Alexander Zverev fährt mit dem guten Niveau fort, das letzte Woche gezeigt wurde, nachdem er den Titel beim ersten Event in Köln gewonnen hatte. Am Dienstag gewann er sein Doppel mit seinem Bruder Mischa, und einen Tag später gelang es ihm auch, sein Einzeldebüt gegen den Australier John Millman mit 6: 0, 3: 6, 6: 3 in einer Stunde und 54 Minuten zu gewinnen.

Nach dem ersten Satz deutete alles darauf hin, dass es für Sascha ein leichtes Spiel werden würde, aber eine Break in ihrem Aufschlag genügte Millman, um zum Spiel zurückzukehren und das Ergebnis in Sätzen mit 1: 1 zu erzielen.

Zverev hatte, wie es seine Gewohnheit ist, Probleme mit seinem zweiten Aufschlag, er beging 10 Doppelfehler im gesamten Spiel, aber am Ende diente er mit einer Effektivität von 61% beim ersten Aufschlag und er konnte im dritten Satz eine Break im Aufschlag seines Rivalen einlegen, was ausreichte, um den Satz und das Match gegen einen schwierigen Gegner zu gewinnen.

Sascha trifft im Viertelfinale auf den Franzosen Adrian Mannarino, gegen den er bei Zusammenstößen einen positiven 3: 0-Rekord aufgestellt hat. Der zweitbeste deutsche Tennisspieler, Weltnummer 32 Jan-Lennard Struff besiegte den Finalisten von ATP 250 Sardinien, Marco Cecchinato, in nur 58 Minuten mit 6: 3, 6: 1!
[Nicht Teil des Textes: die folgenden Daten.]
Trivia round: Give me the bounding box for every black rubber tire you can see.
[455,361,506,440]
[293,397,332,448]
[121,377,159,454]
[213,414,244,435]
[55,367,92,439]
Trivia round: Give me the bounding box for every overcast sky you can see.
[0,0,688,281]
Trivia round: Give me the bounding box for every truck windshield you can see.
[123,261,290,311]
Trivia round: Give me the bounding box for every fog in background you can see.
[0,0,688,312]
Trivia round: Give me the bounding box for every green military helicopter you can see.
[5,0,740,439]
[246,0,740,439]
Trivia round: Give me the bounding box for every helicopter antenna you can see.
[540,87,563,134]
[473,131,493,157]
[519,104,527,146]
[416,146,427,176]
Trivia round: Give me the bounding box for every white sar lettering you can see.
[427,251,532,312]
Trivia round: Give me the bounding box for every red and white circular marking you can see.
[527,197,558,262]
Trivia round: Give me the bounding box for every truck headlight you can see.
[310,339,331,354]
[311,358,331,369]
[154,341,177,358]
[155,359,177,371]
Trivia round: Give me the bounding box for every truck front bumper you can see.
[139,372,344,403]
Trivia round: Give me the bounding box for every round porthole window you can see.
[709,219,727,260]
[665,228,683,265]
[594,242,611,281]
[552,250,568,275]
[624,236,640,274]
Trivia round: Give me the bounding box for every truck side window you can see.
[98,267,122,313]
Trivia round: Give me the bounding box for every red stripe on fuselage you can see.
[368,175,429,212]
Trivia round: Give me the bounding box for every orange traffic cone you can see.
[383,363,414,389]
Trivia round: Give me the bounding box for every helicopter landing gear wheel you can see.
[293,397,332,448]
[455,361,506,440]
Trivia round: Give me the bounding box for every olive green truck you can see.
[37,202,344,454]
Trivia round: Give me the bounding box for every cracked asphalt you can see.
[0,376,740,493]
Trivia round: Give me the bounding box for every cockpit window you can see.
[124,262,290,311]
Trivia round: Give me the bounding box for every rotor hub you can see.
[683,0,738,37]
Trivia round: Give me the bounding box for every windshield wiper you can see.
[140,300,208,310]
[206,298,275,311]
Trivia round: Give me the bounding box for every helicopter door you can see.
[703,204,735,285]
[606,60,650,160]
Mit diesem Ergebnis übertrifft Struff das, was er letzte Woche erreicht hat, indem er in der ersten Runde gegen seinen Landsmann Oscar Otte verlor. Struff trifft in der zweiten Runde auf den Japaner Yoshihito Nishioka, den er bereits in dem einzigen Spiel besiegt hat, das sie 2019 in der ersten Runde des Paris Masters bestritten haben.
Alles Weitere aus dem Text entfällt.